Here I introduce the Python library `numpy` (which actually is what Pandas and Scikit-Learn have been using "under the hood" anyways), which contains a `np.array()` data type that "works nicely" with Pandas/Scikit-Learn data, and also has random number generation functions like `np.random.choice()` which we use below.

In [203]:
import numpy as np
# Just "seeding" the random number generator so my results are comparable with yours.
# (Otherwise it uses the time, so you get different results based on what time you run it)
np.random.seed(42)
# Baseline 1: random guessing
random_test_labels = np.random.choice([0,1], size=(len(test_df)))

In [204]:
evaluateAccuracy(random_test_labels, test_labels)

8 mislabeled obs out of 24 total test observations
Accuracy = 0.666666666667


So now we know: the four "hand-engineered" features we made only do sligtly better than random guessing, whereas the $n$-gram features do significantly better.

Next we examine the accuracy of always-guess-yes and always-guess-no

In [205]:
# Make a list of 1s the same size as the test data
always_yes = np.array([1]*len(test_df))
# And same with a list of 0s
always_no = np.array([0]*len(test_df))

In [206]:
evaluateAccuracy(always_yes, test_labels)

18 mislabeled obs out of 24 total test observations
Accuracy = 0.25


In [207]:
evaluateAccuracy(always_no, test_labels)

6 mislabeled obs out of 24 total test observations
Accuracy = 0.75


Finally, we see that in fact the hand-engineered features performed WORSE than a "dumb" approach -- namely, always guessing "no, not a UK colony". The run using the $n$-gram features, therefore, is the only one for which we can say with confidence that the ML algorithm is doing something smart.

In conclusion, it's important to know what your *baseline* performance is -- i.e., how well you can do with dumb approaches like random guessing or always guessing yes/no -- before drawing conclusions about how well your method is doing.

The real "correct" thing to report when evaluating an ML algorithm is actually not accuracy at all, but rather [F1 score](https://en.wikipedia.org/wiki/F1_score).
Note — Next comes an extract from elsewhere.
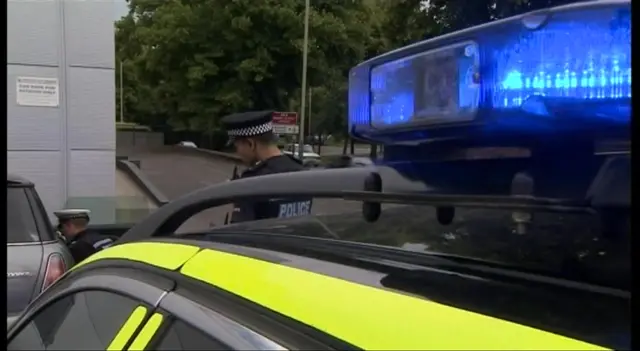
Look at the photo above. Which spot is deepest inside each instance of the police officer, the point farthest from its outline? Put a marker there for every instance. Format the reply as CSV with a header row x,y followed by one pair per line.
x,y
254,141
82,242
It takes into account what we learned by looking at the always-no and always-yes classifiers, and weights the accuracy based on false negatives and false positives.

We could probably get even better performance by using not only 1-grams (aka words) but also 2-grams and 3-grams here. I'll leave it up to you to figure out how to expand the feature set to include these higher-order $n$-grams, but as a hint it should only require adding a single argument to the `CountVectorizer()` call...

As a last thing (which really would be a central thing for social science, but I'm trying to make this quick and just show the basic things you can do), let's look at which features were most "informative" for the (better than random/"dumb" guessing) $n$-gram classifier:

In [208]:
# Shamelessly stolen from
# https://stackoverflow.com/questions/26976362/how-to-get-most-informative-features-for-scikit-learn-classifier-for-different-c
def mostInformative(vectorizer, classifier, n=10):
    labelid = list(classifier.classes_).index(0)
    feature_names = vectorizer.get_feature_names()
    topn = sorted(zip(classifier.coef_[labelid], feature_names))[-n:]
    topn.reverse()
    for coef, feat in topn:
        print(feat, coef)

In [209]:
mostInformative(count_vect, ngram_classifier)

shall -3.21323717541
person -3.92419641785
offic -4.04265700621
law -4.25126659155
constitut -4.30042631298
court -4.30795358523
member -4.36271328139
presid -4.36621984225
parliament -4.43770482669
act -4.6574208148


Interpretations abound! Try it on your own text corpora! The end.